Habituei-me fácil ao vegetarianismo, visto que o açougueiro cortou-me o crédito. E mais fácil ainda foi livrar-me de outros luxos, como doces e banhos quentes. Cortei também o gás, usava lenha, que buscava no matagal atrás da casa, coisa que ia muito bem até que chegou o guarda florestal. Descobri um mundo novo nos alimentos crus. Não sabia que podíamos fazer tanta coisa sem cozinhar, sem esquentar, sem ferver. Até o sabor melhorou. No entanto, todos já me desconsideravam abertamente. Até o Juiz esqueceu-se de meu irmão e do América e, de vez em quando, aparecia lá um oficial de justiça para o confisco de meus bens. Levaram primeiro o aparelho de som, mas não meus vinis, minhas fitas e CDs. Sem toca-discos o melhor é cantar. Noutra oportunidade levaram o sofá da sala. “O que é isso diante da eternidade da alma?”, pensei. Então, voltaram no dia seguinte e levaram a televisão e eu fiquei pensando se uma televisão não valeria mais que a eternidade da alma. Não, não valia. O capitão afunda com o barco, encorajava-me. Não importa o galeio, as ondas, os piratas salteadores dos sete mares. Outro dia, outros oficiais de justiça, outros mandados de penhora, outros confiscos. Levaram a geladeira, o fogão, a mesa da cozinha, alguns móveis herdados e por fim o lustre. Desse último quase ri, sem luz elétrica, para quê o lustre? Do banco vieram dois carecas de gravata e levaram minha bicicleta. Levaram então quase tudo, até uma imagem de São Judas Tadeu que, tenho certeza, saiu contrariado.

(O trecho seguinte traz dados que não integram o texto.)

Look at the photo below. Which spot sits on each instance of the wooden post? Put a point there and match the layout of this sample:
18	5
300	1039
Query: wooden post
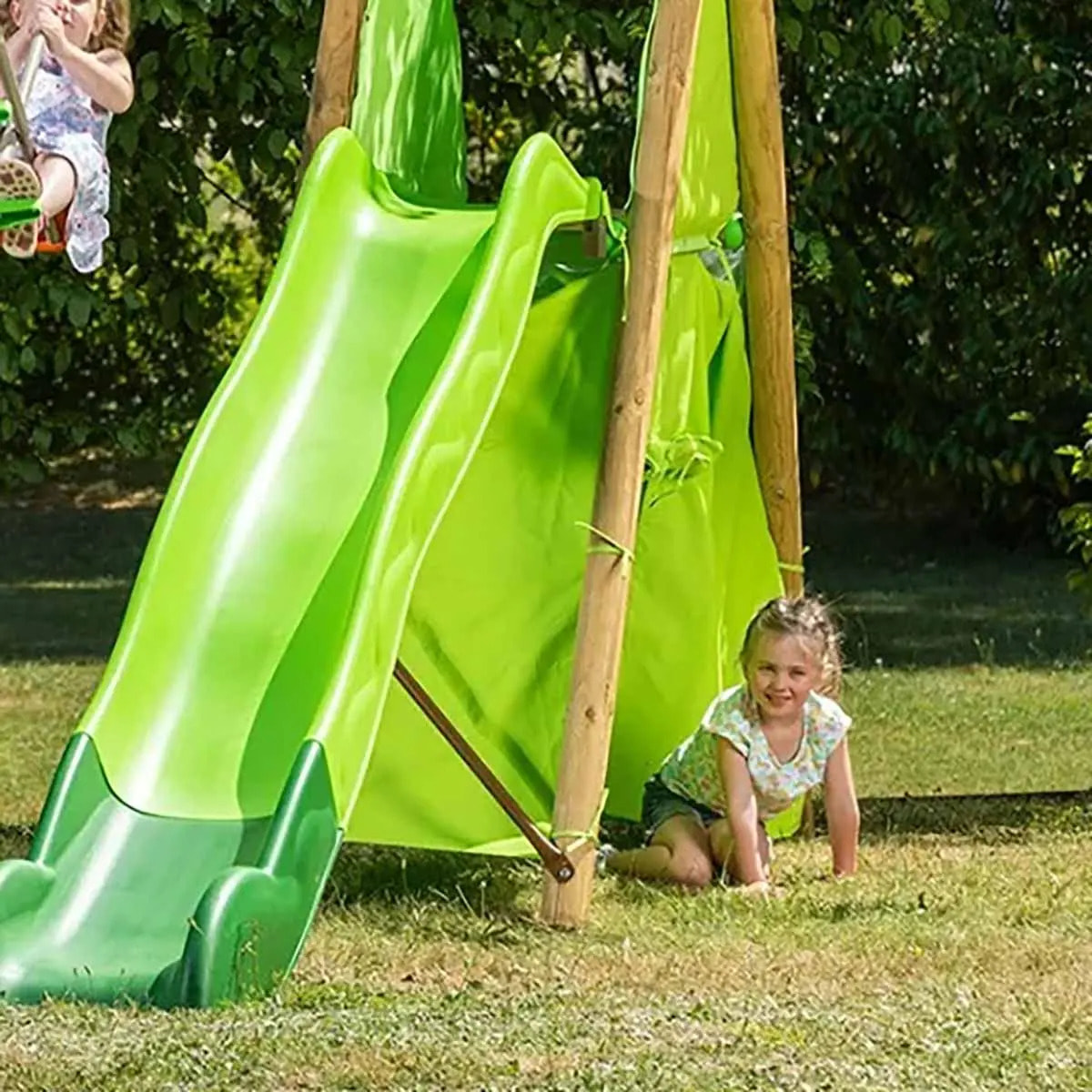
768	278
334	71
602	622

Sobraram muitos livros e comecei a queimá-los por ordem de importância, os piores primeiro, sendo que os de auto-ajuda tiveram a primazia, seguido do Código Comercial e este seguido pelos compêndios encadernados da revista Seleções, por último Borges, Machado de Assis e Guimarães Rosa. Queimei também alguns quadros de pintores amigos, sempre sem valor, e outras obras sem importância.

Na copa restaram, frente a frente, um retrato de Jesus e outro de Tiradentes. O Alferes parecia constantemente olhar para o Cristo e o Cristo para o Alferes. Um olhava como quem perdoava tudo e o outro como quem não se conformava com nada. Assim também fiquei eu, com a barba longa, os cabelos longos, a corda no pescoço e levando as dívidas de todos. Ora eu olhava para o Alferes e dizia “Libertas quae sera tamen”. Ora olhava para o Cristo e dizia “Eli, Eli, lama sabactani”, mas aceitava meu destino. Fiquei assim alguns dias até que, por fim, veio a ordem de despejo. Saí com os dois retratos, um em cada braço, mostrando ao mundo o que deviam fazer. Ajudou-me, sem saber, a prefeitura com o latão de lixo que agora uso como minha casa. Pela manhã o sol me desperta e começo o meu trabalho. Como meu desjejum, que com certeza já esteve em outra mesa. Coloco meus dois retratos para fora e instruo os transeuntes.

Vinde todos vós! Escutai a minha pregação! Vinde todos vós, sóbrios de extratos bancários e vós, ébrios de falsos balanços! Admoesto-vos das facilidades modernas: acautelai-vos dos juros módicos porque crescerão como a erva daninha e sufocarão a vossa colheita! Acautelai-vos dos banqueiros e dos agiotas porque no começo lhes darão um parentesco, dizendo “meu primo, meu primo” mas no tribunal revirarão vossos bolsos ao avesso. Todo crédito será cortado, todo juro será aumentado. “Muito barato, muito barato” dirá o vendedor, mas o aumento das prestações picará como a áspide e envenenará como a cobra naja. De ninguém sejais fiador e a ninguém queirais por fiador, mas empenheis a vossa honra e honrarás a Deus.